Re: Comparing strings to reduce excess results

Regular expressions aren't necessary if you sort the hash keys first and take advantage of the hierarchical nature of Win32 pathnames. Sorting insures that the shortest path that has been created or deleted will always show up first and get added first to your final list of changes.

I'm not exactly sure what %current and %prior hold.
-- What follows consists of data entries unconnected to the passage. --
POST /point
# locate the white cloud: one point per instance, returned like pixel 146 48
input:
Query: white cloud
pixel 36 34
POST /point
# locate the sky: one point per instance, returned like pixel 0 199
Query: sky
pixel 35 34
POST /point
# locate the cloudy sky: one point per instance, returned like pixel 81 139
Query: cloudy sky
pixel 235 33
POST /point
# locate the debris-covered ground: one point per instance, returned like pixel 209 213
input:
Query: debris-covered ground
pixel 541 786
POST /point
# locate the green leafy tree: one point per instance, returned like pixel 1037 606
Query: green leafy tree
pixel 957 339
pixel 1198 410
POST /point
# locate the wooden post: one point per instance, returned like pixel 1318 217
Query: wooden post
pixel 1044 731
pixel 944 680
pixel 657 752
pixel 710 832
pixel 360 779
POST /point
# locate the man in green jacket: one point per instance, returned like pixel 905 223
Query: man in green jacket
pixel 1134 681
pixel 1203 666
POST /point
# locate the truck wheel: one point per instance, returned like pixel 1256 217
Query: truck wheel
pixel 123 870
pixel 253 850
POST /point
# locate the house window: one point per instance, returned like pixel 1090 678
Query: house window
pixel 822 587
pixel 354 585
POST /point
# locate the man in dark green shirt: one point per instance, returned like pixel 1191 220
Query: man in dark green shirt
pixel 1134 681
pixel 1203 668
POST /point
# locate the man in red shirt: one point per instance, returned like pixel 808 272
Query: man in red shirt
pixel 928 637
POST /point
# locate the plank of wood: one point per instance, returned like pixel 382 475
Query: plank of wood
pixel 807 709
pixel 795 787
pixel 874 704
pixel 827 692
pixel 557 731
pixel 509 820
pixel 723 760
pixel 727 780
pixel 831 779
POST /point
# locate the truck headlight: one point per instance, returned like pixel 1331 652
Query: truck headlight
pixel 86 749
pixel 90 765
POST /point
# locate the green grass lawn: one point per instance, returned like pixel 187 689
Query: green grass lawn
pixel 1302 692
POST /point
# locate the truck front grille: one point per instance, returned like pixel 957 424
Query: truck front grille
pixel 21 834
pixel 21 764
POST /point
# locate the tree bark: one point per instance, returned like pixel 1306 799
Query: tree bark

Assuming that %current stores the results of comparing a past and current directory listing (created directories assigned the value 'created', deleted assigned the value 'deleted'), here is how you would show only the top most directory that has been created.

# always use strict and warnings - debugging for free!
use strict;
use warnings;

my %current = ('C:\1\x\3\4' => 'created',
               'C:\1\x\3'   => 'created',
               'C:\1\x'     => 'created'
               'C:\1\2\3\4' => 'deleted',
               'C:\1\2\3'   => 'deleted',
               'C:\1\2'     => 'deleted'
              );
my %unique;
node:
foreach my $node (sort keys %current) {
  #look for parent directories in %unique
  #skip this one if we find a match
  my @aNames = split(/\\/, $node);
  my $k='';
  for my $i (0..$#aNames) {
    $k .= '\\' if $i;
    $k .= $aNames[$i];
    next node if exists $unique{$k};
  }

  #no match, so this is the actual directory that moved
  $unique{$k} = $current{$k};
}

use Data::Dumper qw(Dumper);
print(Dumper(\%unique));

#outputs
#$VAR1 = {
#          'C:\\1\\x' => 'created'
#          'C:\\1\\2' => 'deleted'
#        };
[download]

To understand the above code, you may find it helpful to look up the following links in the Perl documentation:

strict - explains what use strict does and why you should use it
warnings - explains what use warnings does and why you should use it
sort - Perl sorting - provides a default, but also allows you to roll your own sorting rules.
split - break up a string into substrings
next - explains what next node means.
perlop - this is where to look for information about operators - I assume you already know what '.' means, but just in case ...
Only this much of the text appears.